Und eine nette Fachkraft mit freundlichen Wesen gibt es dort auch. Wir schauen uns manchmal so zwischen den Regalreihen an, zufällig, und sie lächelt dann. Ich lächle dann nicht, sondern denke, Mist, wieder vergessen, mich zu rasieren. Ich sehe aus wie ein zotteliger alter Mann, der hier seinen Einkaufswagen mit rotem Wein (den haben sie dort auch) durch die Gänge schiebt, andekoriert mit einem Brokkoli, diesem Supergemüse, als durchsichtigen Alibieinkauf. Die junge Kollegin sprach neulich auch schon quer über den Labortisch hinweg etwas von "verlottert", so mit Spaß in der Stimme, aber ich verstehe die Zeichen sehr wohl. Ich bin da ein wenig leger geworden. Unangenehm nun, wie abgelaufene Restware am Ende der Woche der netten Supermarktfachkraft zu begegnen, die so freundlich ist und blaue Augen hat.

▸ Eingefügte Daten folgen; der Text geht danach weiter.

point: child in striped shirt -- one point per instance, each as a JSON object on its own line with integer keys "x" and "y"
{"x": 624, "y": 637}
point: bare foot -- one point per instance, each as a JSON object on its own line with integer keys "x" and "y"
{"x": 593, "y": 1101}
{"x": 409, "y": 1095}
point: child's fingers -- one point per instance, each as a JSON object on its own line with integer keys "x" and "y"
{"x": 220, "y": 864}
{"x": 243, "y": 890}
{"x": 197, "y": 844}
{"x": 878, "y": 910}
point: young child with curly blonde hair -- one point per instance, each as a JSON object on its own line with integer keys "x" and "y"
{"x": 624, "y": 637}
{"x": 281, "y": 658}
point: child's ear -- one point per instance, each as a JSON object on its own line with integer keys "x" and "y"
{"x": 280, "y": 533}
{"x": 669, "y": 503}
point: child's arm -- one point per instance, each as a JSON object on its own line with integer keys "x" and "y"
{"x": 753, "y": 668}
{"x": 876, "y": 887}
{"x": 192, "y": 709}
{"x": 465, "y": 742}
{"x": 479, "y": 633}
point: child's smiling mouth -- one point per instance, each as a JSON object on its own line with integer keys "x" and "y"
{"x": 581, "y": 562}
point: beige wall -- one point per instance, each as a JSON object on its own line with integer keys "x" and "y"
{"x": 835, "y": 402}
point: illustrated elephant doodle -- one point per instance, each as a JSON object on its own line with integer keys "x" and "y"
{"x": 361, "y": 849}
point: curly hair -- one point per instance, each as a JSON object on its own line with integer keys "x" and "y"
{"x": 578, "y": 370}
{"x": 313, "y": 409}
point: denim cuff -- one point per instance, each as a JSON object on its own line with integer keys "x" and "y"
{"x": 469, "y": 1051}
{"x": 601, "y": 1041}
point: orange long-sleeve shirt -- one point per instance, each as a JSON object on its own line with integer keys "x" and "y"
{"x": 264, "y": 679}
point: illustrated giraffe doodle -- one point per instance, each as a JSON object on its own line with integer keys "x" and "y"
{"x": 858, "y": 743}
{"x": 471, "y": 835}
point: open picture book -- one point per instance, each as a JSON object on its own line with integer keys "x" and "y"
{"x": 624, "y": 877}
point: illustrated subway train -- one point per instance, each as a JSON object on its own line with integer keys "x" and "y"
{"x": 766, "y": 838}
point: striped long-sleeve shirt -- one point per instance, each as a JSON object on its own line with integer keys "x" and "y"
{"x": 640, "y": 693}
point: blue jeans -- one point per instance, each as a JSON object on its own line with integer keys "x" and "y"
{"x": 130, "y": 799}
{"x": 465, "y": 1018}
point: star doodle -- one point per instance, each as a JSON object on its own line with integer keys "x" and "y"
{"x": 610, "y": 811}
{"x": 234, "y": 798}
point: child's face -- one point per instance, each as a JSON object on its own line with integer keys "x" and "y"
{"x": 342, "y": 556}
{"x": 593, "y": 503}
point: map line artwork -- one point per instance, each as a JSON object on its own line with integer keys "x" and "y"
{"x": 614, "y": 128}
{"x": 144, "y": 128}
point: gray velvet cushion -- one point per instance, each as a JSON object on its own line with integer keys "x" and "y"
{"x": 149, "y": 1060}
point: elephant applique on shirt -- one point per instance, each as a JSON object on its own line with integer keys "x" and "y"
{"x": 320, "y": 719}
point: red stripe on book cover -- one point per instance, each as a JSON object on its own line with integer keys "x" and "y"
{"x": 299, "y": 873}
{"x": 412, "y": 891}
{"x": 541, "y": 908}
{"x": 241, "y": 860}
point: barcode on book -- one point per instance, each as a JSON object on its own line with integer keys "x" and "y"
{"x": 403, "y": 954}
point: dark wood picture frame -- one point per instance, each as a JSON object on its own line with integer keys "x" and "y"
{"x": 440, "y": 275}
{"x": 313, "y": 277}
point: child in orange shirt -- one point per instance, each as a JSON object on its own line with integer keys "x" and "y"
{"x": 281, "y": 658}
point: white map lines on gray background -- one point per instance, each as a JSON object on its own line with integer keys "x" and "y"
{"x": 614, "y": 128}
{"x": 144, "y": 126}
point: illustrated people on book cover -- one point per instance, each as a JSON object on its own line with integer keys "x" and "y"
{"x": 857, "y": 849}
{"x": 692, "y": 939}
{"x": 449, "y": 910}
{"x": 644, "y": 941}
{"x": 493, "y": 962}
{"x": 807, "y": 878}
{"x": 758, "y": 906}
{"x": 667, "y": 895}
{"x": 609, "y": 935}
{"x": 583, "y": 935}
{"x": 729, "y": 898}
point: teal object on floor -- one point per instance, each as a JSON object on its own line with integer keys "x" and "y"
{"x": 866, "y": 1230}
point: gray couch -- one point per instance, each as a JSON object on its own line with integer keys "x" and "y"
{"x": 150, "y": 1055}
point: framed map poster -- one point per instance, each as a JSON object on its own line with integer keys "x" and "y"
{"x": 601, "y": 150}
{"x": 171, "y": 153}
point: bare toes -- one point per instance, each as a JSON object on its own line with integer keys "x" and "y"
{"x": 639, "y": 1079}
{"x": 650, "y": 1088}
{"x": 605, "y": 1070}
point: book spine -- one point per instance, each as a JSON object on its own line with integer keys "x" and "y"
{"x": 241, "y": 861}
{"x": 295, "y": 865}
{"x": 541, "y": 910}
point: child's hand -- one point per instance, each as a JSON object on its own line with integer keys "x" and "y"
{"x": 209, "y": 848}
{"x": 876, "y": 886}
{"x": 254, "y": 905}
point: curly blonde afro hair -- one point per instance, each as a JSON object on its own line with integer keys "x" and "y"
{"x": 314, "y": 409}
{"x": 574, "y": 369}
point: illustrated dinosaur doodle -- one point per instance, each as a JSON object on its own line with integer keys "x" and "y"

Mir hingegen fehlt nur noch so ein rotes "30 Prozent"-Rabattetikett auf der Stirn.

Letztens habe ich sie beim Abbiegen in den Gängen mit meinem Einkaufswagen fast umgefahren, konnte aber rechtzeitig bremsen, wie so ein Cabrio vor dem Zebrastreifen. "Danke", meinte sie und lächelte mich an. Ich aber konnte vor Schreck gar nichts sagen. Nicht einmal "Spülbürste" zum Glück, dabei hatte ich das die ganze Zeit im Kopf deklamiert. "Spülbürste, Spülbürste, Spülbürste". Um die nicht zu vergessen.

Habe ich dann aber.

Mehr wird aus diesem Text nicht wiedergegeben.